We walked through Jaffa, Jerusalem, Nazareth and Tziporri. We talked of Hebrews, Greeks, the Children of Israel, Romans, Jews, Muslims, Christians and Jews, of Palestinians and Israelis.

And then we had dinner in Jerusalem on one of the nights. At the end of a delicious meal (the food in Israel is great), with half a dozen guests from civil society in Israel, all were asked to introduce themselves and to say a few words about their lives. Everyone did, both Germans and Israelis, and then it was my turn.

I had not planned to say what I said, but as soon as I stood up, the words flowed from my mouth as if I had spent weeks preparing them. They flowed because they were real and came from the depths of my very emotional being. I shared the words that I had written before I had met them. The words which are in the first part of what I had written the evening before I began guiding them.

I talked about my decisions to guide interfaith groups, my experience at the German border in 1972, my visit to Berlin in 2002 and my subsequent falling in love with that city. The words just flowed, accompanied by a huge amount of emotion. Tears welled up inside of me as I realised that they had given me a gift.

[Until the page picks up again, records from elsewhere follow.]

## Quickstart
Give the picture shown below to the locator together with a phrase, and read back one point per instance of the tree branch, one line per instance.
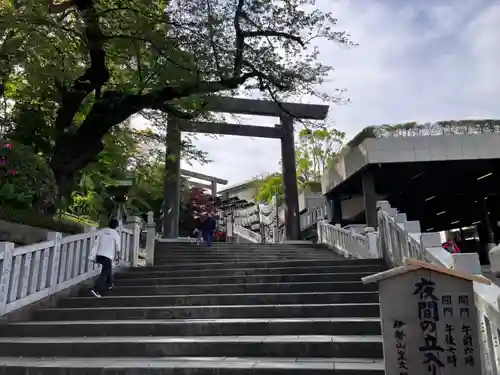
(55, 8)
(271, 33)
(239, 40)
(94, 77)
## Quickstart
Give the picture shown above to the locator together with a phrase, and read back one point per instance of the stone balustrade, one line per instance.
(34, 272)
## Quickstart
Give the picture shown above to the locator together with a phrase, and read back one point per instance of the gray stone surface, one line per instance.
(303, 315)
(429, 324)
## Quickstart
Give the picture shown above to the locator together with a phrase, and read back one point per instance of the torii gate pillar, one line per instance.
(292, 216)
(171, 187)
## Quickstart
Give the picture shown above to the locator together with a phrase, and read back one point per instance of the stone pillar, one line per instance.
(171, 184)
(134, 223)
(370, 198)
(6, 250)
(214, 189)
(150, 240)
(336, 210)
(292, 218)
(488, 230)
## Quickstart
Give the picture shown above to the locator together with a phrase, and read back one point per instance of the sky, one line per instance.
(417, 60)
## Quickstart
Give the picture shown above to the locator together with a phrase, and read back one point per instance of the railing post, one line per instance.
(54, 261)
(150, 240)
(371, 235)
(133, 223)
(6, 249)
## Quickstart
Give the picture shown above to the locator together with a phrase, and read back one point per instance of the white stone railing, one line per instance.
(246, 234)
(347, 242)
(399, 238)
(31, 273)
(313, 216)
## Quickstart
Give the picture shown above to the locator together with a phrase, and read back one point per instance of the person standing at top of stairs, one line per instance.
(108, 251)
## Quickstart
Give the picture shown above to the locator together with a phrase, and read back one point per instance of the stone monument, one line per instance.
(429, 320)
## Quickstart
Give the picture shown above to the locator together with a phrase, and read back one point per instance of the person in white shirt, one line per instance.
(107, 252)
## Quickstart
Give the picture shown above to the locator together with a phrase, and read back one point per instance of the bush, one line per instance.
(39, 220)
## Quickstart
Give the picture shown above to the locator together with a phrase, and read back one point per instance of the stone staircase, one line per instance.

The gift of enabling me — not for the first time in my life — to confront demons, to share my truths, to continue the task I have set for myself in this work that I do. The task of trying to make meaning out of this wonderfully complex thing we call life. Of trying to be authentic with each and every one of the groups of people that I guide, over here in Israel and wherever I go to tell the ‘Story’.

What story? On the surface, the story of the Jewish People and our Journey across Time and Space. In reality, the ‘joining of the dots’; the ‘making sense out of it all’. There are many apparently different stories. The story in Berlin. The story in Marrakesh. The story in Rome. The story in Cape Town. 

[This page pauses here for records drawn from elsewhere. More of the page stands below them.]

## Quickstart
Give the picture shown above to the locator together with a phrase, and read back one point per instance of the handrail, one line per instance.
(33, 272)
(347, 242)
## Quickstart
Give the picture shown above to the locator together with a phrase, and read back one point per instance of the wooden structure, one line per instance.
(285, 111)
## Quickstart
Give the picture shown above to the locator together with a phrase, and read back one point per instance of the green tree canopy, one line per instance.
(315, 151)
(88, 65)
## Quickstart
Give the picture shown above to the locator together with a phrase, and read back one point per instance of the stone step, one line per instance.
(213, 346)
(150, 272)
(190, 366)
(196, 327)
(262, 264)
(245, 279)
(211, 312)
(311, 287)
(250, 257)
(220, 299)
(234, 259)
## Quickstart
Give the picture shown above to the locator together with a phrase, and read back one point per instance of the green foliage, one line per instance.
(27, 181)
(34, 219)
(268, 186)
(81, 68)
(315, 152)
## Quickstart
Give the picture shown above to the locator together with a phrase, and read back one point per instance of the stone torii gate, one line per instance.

And yet, they all share something. They all enable me to keep on asking the questions I am truly curious about. What makes a place holy? Why do some things hurt so much? Why do some things give so much joy? Why do I feel so connected? Why do I feel so distant?

Thank you Andreas, Joshua, Marc, Adalbert, Annabelle, Christine, Martin, Reinfried, Bernd, Julian (yes, there was a Julian), Gwen. And of course Gary Sussman, for asking me to do this.


Julian Resnick was born in Somerset West and grew up in Habonim Dror. He studied at UCT, and made Aliyah to 1976. He’s conducted numerous shlichuyot and educational missions on behalf of Israel, to Jewish communities in England and the USA. He works as a guide in Israel and around the world (wherever there is a Jewish story). He’s married to Orly, and they have three children and six grandchildren and is a member of Kibbutz Tzora.